GedichtGedichte

Das Gedicht „Wenn nicht mehr Zahlen und Figuren“ stammt aus der Feder von Novalis.

Wenn nicht mehr Zahlen und Figuren
sind Schlüssel aller Kreaturen
wenn die, so singen oder küssen,
mehr als die Tiefgelehrten wissen,
wenn sich die Welt ins freie Leben
und in die Welt wird zurückbegeben,

wenn dann sich wieder Licht und Schatten
zu echter Klarheit werden gatten
und man in Märchen und Gedichten
erkennt die wahren Weltgeschichten,
dann fliegt von einem geheimen Wort
das ganze verkehrte Wesen fort.

Analyse

Das Gedicht "Wenn nicht mehr Zahlen und Figuren" (1800; Epoche der Romantik) besteht aus 1er Strophe mit 12 Versen. Das Metrum (Versmaß) ist ein jambischer Vierheber. Als Reimschema wird in je 2 aufeinander folgenden Versen ein Paarreim [aa bb cc …] verwendet. Bis auf die letzten beiden Verse, enden die Verse mit einer weibliche Kadenz. Das ganze Gedicht besteht aus einem einzigen konditionalen Satz.

Inhalt / Zusammenfassung

Zunächst kritisiert der Autor den Anspruch der Naturwissenschaften, die einzig Mögliche Erkenntnis der Welt zu liefern und die dabei verwendeten rational-quantitativen Methoden. Den "Tiefgelehrten" werden die sinnlich orientierten "Romantiker" gegenübergestellt, deren Zugang zum Verständnis der Welt (z.B. über Märchen und Gedichte & "dem geheimen Wort") echte "Klarheit" ermöglicht (siehe auch: Hörst du wie die Brunnen rauschen von Clemens Brentano).

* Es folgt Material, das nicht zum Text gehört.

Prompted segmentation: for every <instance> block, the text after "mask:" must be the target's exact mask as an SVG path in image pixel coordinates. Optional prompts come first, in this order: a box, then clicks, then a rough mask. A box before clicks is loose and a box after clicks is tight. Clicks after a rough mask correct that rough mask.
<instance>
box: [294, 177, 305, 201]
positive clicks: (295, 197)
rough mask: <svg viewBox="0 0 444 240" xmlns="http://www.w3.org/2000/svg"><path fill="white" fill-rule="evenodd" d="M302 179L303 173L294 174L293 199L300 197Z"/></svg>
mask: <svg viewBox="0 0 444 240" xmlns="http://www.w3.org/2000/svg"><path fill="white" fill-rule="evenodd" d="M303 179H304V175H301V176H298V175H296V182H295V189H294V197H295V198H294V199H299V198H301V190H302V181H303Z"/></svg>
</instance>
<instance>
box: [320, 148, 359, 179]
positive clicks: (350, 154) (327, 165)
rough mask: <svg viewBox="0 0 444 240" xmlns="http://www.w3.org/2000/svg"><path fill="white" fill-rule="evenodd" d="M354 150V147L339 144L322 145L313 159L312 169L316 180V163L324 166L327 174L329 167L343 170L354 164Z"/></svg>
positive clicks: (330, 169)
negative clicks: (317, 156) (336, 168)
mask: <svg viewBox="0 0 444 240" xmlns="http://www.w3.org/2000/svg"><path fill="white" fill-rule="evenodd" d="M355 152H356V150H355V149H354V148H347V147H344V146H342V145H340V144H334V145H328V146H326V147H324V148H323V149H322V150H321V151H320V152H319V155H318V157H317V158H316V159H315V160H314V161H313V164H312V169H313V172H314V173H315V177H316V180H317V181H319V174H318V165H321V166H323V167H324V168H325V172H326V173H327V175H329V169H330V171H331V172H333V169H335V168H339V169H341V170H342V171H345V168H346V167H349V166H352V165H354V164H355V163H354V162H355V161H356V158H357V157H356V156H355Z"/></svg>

In den letzten beiden Versen wird das Motiv des "geheimen Wortes" aufgegriffen - d.h. dem Wort des romantischen Dichters (vgl. Eichendorffs vierzeiliges Gedicht „Wünschelrute“). Das Motiv des geheimen, nur einem eingeweihten Kreis bekannten Wortes ist der Konzeption von Friedrich Hölderlin und den späteren Haltungen des Kreises um Stefan George verwandt (siehe: Wer je die Flamme umschritt).

Hintergrund

Im Romanfragment "Heinrich von Ofterdingen" von Novalis (eigentlich Friedrich von Hardenberg) erschien dieses Gedicht, das als programmatisch für die Romantik gilt. Der Roman entstand im Laufe des Jahres 1800 und wurde erst 1802 postum von Friedrich Schlegel veröffentlicht. Novalis misstraut den „Tiefgelehrten“ (bzw. der Aufklärung) und findet den Schlüssel zum Verständnis der Welt bei den Sängern und den Liebenden.

Novalis, zu dessen Lieblingsideen das künftige Goldene Zeitalter gehörte, wünschte keine Rückkehr zu einem statischen Idealzustand im Sinne des antiken Mythos. Er erwartete neuartige Verhältnisse, die durch eine nicht endende Dynamik gekennzeichnet sein sollten: einer fortdauernden Annäherung an die Vollkommenheit in der künftigen goldenen Zeit.

Ein zentrales Merkmal des antiken und des künftigen "Goldenen Zeitalters" ist für Novalis die Einheit der Natur und die Einbettung des Menschen in diese Einheit. Im Prozess des Zueinanderfindens von Mensch und Natur weist er den Dichtern eine wichtige Rolle zu, da sie befähigt seien, das dabei Wesentliche zu erfühlen und zu artikulieren.